2.3. Phénomènes et acquisition de la compétence sociolinguistique

2.3.3. La chute de la liquide /l/ dans « il(s) » suivi d’une consonne

L’élision de la liquide /l/ est un autre phénomène pouvant attester de l’acquisition de la compétence sociolinguistique et est une variable que Regan, Howard et Lemée (2009) caractérisent comme étant un exemple de variation phonologique.
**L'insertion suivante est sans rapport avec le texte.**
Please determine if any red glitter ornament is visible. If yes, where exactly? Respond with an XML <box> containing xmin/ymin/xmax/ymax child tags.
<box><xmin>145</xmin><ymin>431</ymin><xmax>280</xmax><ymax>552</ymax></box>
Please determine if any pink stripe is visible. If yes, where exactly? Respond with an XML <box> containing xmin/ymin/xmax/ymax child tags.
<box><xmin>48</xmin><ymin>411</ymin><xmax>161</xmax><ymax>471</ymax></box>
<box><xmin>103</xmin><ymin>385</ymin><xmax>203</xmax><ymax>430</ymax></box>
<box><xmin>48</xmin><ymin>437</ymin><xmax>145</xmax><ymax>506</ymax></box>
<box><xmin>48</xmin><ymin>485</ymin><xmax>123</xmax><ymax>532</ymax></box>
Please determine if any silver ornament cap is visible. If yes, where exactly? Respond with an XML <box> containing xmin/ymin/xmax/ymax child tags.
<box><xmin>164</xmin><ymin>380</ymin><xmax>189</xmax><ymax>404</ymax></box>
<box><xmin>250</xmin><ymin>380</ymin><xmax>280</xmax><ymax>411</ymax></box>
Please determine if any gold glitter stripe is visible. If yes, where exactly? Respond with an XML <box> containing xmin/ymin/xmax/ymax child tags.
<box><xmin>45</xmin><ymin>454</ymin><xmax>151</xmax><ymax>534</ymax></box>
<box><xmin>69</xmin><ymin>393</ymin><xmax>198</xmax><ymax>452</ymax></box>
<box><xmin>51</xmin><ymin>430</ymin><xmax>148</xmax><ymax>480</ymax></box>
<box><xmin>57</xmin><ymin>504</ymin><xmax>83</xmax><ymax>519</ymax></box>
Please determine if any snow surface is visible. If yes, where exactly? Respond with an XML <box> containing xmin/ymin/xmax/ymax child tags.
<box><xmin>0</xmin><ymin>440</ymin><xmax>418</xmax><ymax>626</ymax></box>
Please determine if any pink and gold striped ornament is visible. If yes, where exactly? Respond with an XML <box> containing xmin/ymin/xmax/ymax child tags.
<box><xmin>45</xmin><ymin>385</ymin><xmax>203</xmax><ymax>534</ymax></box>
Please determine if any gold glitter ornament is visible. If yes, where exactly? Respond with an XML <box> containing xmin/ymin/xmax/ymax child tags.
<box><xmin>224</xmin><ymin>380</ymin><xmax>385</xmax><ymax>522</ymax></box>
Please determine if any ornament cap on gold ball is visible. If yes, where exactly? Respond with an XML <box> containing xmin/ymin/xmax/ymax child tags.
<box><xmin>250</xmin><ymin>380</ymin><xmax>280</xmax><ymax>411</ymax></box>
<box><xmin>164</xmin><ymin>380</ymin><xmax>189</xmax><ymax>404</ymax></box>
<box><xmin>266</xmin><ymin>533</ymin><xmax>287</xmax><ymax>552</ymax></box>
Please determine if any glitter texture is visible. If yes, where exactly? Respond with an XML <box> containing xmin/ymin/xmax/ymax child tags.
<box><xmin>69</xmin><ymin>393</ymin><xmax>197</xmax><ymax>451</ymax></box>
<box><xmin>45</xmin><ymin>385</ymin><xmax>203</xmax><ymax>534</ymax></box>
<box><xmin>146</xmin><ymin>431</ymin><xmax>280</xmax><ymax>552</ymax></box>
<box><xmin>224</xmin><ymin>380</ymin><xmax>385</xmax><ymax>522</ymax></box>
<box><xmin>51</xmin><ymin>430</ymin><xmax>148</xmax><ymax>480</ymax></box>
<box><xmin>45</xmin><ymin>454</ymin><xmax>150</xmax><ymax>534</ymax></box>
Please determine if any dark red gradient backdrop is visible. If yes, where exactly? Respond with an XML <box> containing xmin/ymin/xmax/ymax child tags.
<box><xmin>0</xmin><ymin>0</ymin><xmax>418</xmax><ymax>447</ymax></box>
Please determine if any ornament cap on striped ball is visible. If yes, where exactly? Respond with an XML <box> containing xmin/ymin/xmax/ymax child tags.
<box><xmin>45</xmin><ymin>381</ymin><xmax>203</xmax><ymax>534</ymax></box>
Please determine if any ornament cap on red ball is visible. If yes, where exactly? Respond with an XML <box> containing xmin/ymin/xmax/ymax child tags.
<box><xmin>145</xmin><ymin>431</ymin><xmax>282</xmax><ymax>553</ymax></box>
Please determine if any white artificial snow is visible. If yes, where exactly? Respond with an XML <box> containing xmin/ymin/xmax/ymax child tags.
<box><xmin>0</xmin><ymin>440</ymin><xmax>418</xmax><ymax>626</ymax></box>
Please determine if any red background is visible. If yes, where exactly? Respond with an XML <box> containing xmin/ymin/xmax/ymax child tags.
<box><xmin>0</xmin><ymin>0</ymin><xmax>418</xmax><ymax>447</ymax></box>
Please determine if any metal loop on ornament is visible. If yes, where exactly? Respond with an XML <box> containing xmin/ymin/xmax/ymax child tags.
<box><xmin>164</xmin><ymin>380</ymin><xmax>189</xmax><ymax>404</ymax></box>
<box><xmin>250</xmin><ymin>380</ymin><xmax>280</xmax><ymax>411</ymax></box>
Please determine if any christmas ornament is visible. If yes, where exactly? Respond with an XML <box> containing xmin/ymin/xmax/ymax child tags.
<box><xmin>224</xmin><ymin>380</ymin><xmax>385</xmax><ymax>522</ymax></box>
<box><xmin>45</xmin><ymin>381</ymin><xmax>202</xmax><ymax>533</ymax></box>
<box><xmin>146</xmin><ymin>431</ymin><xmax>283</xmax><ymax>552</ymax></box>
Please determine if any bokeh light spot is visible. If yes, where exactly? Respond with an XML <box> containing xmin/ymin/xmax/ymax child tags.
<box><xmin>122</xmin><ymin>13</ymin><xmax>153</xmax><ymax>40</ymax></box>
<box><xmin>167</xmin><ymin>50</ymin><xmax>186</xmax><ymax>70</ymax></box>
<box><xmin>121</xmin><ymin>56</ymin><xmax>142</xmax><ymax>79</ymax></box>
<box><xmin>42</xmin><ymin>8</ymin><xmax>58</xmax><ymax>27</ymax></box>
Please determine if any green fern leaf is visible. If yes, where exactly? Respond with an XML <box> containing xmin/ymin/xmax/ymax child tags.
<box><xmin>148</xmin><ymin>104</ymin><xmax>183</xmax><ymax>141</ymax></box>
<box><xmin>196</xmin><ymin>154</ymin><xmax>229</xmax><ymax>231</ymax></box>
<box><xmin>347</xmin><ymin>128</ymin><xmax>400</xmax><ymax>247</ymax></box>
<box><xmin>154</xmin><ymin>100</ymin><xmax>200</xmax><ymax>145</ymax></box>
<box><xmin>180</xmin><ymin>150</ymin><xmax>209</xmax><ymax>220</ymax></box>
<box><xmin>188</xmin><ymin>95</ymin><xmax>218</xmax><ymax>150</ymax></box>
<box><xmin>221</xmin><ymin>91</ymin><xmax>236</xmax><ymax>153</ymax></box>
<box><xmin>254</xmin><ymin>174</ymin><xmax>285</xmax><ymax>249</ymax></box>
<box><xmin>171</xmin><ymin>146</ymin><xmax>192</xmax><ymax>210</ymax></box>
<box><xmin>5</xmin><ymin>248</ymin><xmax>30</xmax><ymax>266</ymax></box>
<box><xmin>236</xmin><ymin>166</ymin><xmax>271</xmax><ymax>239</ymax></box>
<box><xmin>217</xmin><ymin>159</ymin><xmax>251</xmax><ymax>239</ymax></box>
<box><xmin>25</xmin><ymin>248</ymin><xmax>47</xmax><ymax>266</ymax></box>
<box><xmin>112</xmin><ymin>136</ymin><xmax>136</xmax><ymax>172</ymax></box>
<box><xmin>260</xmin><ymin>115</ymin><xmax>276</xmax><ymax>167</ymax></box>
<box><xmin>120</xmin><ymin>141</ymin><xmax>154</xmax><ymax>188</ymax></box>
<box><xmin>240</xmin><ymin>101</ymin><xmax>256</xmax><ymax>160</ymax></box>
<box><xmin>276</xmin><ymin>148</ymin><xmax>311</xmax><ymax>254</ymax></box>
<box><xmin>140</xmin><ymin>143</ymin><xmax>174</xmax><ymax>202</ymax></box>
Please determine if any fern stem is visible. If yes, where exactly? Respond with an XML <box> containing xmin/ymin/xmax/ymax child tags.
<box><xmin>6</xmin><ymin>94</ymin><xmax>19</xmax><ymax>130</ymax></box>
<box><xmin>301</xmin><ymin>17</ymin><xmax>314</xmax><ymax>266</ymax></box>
La liquide /l/ est omise dans des structures avec « il » telles que [iva] pour « il va », [ija] ou [ja] pour « il y a », ou celles avec « ils » comme dans [ipaʁt] pour « ils partent ». Mougeon, Nadasdi et Rehner (2002) mentionnent que la chute du /l/ dans le pronom sujet « il » suivi d’une consonne est un contexte particulièrement favorable à la chute de la liquide. Tout comme pour la chute du schwa dans

« je » suivi d’une consonne, la chute du /l/ dans « il(s) » suivi d’une consonne s’insère dans un phénomène variable plus large, qui est celui de la chute de la liquide /l/. Ce phénomène plus général ne sera pas non plus explicité ici et il ne sera ici question que de la chute du /l/ dans

« il » et « ils » suivis d’une consonne.

Cependant, d’un point de vue historique, il est intéressant de relever que, comme l’indique Howard (2006), les caractéristiques qui sont communément utilisées pour définir le phénomène général de la chute du /l/ se basent sur la distinction entre les registres formel et informel. L’effacement du /l/ relève en effet du registre informel, tandis que le maintien de la liquide relève du formel. Howard (2006) ajoute qu’en effet, l’effacement du /l/ est perçu par les

53 locuteurs natifs comme n’étant pas conforme au français standard, bien que ce phénomène soit attesté et observé presque systématiquement dans l’usage des locuteurs natifs. Armstrong (2002) souligne que l’effacement de la liquide dans « il » ou « ils » est peut-être également le résultat d’une assimilation entre le pronom sujet et la forme verbale déclinée. En effet, tout comme la chute du schwa dans « je » suivi d’une consonne, l’effacement du /l/ permettrait alors l’accolement du pronom sujet « il » ou « ils » avec le verbe et engendrerait ainsi la simplification de la prononciation. Regan, Howard et Lemée (2009) indiquent par ailleurs que ce phénomène est aussi en plein changement, ce qui renforce peut-être l’idée d’une évolution de la langue. Blanche-Benveniste (1997) mentionne, quant à elle, à propos de l’élision du /l/

préconsonantique qu’il est ancré dans la prononciation courante au point où il est aujourd’hui impossible de le considérer comme marginal.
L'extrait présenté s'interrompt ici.